1. This is a reference under Section 307, Criminal P.C., against the divided verdict of the jury in a case under Section 395, I.P.C. The jury were divided in the proportion of 3 : 2. It happened that one of the juryman who gave the verdict of not guilty was a person who was not entitled to sit on the jury. He had not been summoned. The reference has been made on the ground that the Court was not properly constituted and that, therefore, the verdict of the jury should be treated as a nullity. The reference has also been made on the ground that the verdict of the jury is against the weight of evidence. We entirely agree that as the Court was not properly constituted, the verdict of the jury counts for nothing.
2. We have, however, been taken through the record of the case, and we find that although the verdict cannot be sustained on one ground under the law, still it is in accordance with the facts of the case, and we should not be justified in ordering a retrial. The dacoity took place in the middle of the night on the 15th May 1926. The son of the owner of the house named Gopesh is said to have recognized five of the accused persons among the dacoits and his mother is said to have recognized one of the dacoits. The sixth accused is a person who was identified by the mother at a test identification held by the Court before the trial. All the accused persons are local men known to the complainant and his family. It is very unlikely that men known to the people of the house would commit a dacoity without taking precaution to disguise themselves. The inference arising from the fact that the dacoits are said not to have been disguised is further strengthened, as far as the present accused are concerned, by the fast that when the police arrived in the village on receiving information, they found all these men at their houses. There is the further corroboration in the fact that although the police arrived within a few hours of the dacoity, nothing was found in the house of any of these men.
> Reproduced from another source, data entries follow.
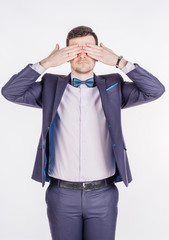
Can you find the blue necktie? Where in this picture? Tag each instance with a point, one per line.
(89, 82)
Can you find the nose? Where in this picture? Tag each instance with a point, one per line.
(82, 54)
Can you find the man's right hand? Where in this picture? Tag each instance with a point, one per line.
(58, 57)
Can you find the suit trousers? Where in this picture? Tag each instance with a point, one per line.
(75, 214)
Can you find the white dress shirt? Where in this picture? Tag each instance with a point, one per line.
(80, 146)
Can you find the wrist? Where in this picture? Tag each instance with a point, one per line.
(44, 63)
(122, 63)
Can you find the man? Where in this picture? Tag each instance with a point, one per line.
(81, 149)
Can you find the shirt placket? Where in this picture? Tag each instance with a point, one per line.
(82, 133)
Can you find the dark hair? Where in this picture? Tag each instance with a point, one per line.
(80, 31)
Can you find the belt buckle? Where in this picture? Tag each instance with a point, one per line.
(84, 184)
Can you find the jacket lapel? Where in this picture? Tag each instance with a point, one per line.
(61, 85)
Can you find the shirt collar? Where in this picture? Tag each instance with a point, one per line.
(73, 76)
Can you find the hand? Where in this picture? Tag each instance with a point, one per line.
(103, 54)
(58, 57)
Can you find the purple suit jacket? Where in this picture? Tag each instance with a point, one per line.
(115, 93)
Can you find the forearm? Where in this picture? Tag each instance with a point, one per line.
(144, 87)
(22, 88)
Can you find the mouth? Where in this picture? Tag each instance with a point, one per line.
(82, 62)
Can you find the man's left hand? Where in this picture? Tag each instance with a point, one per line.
(103, 54)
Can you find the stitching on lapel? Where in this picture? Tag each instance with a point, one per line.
(111, 86)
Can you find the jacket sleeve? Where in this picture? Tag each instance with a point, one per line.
(23, 89)
(143, 88)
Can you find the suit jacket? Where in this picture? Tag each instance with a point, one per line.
(115, 93)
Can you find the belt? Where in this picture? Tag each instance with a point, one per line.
(88, 186)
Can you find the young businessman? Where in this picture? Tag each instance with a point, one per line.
(81, 149)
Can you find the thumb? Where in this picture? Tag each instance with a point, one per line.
(101, 44)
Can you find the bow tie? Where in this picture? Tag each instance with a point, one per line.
(89, 82)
3. The complainant Gopesh seems to have been of a suspicious nature. He says that a few days before the occurrence he returned from Karimganj with Rs. 60 which his brother had given him to carry home, and that he spoke of it to two of the accused on the way and that in answer to this question he told them that he had this money with him. He further said that a day or two later the accused Kantai was moving about near his house and that this roused suspicions in his mind and that he questioned him asking him what he was doing near his house, and Kantai told him that he was looking for his pony. Gopesh says that he told Kantai that it was not likely that his pony had strayed near his house. He apparently showed considerable annoyance at Kantai being near his house because he says that Kantai asked him what right he had to be annoyed at his presence near his house. We find, therefore, that Gopeswar had suspicions before the occurrence at his house and, therefore, it was quite likely that he would name the persons against whom he had formed suspicions.
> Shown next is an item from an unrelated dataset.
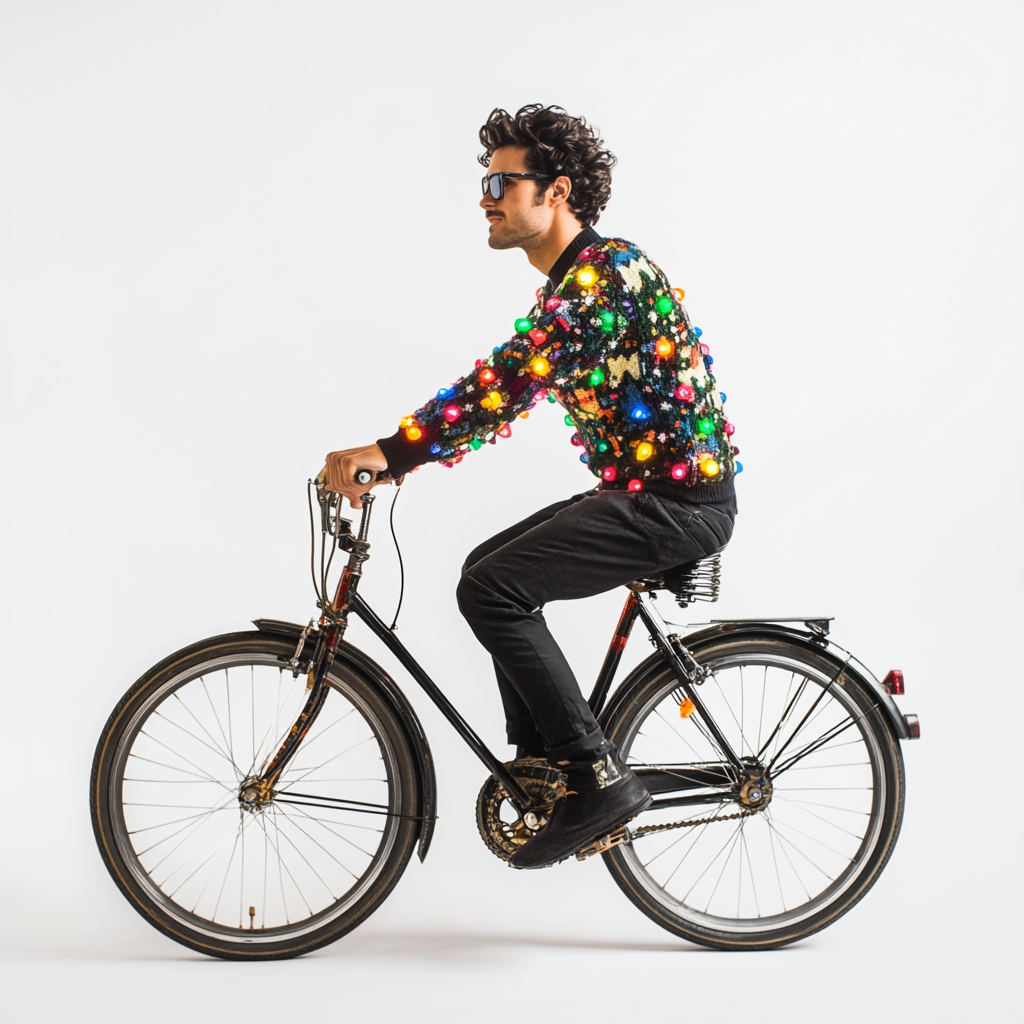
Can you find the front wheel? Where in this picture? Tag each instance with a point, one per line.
(766, 873)
(198, 855)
4. Identifications made at night during the occurrence, such as dacoity when blows are struck and the people are terrorized, are generally of very little value. Taking this along with the other circumstances, we think that any jury would be right in refusing to believe such identification. As regards the identification of the six accused persons by Gopesh's mother outside the Courthouse, that matter is very easily explained. The six accused persons were lined up outside the Court with other persons found there. It does not appear that any of the other persons belonged to the neighbourhood of the complainant and therefore the complainant's mother could have no difficulty in pointing out these men who belonged to her own neighbourhood as she must have known them at least by sight. In all these circumstances, we do not think that there should be retrial. The reference is rejected. The accused are acquitted and will be set at liberty.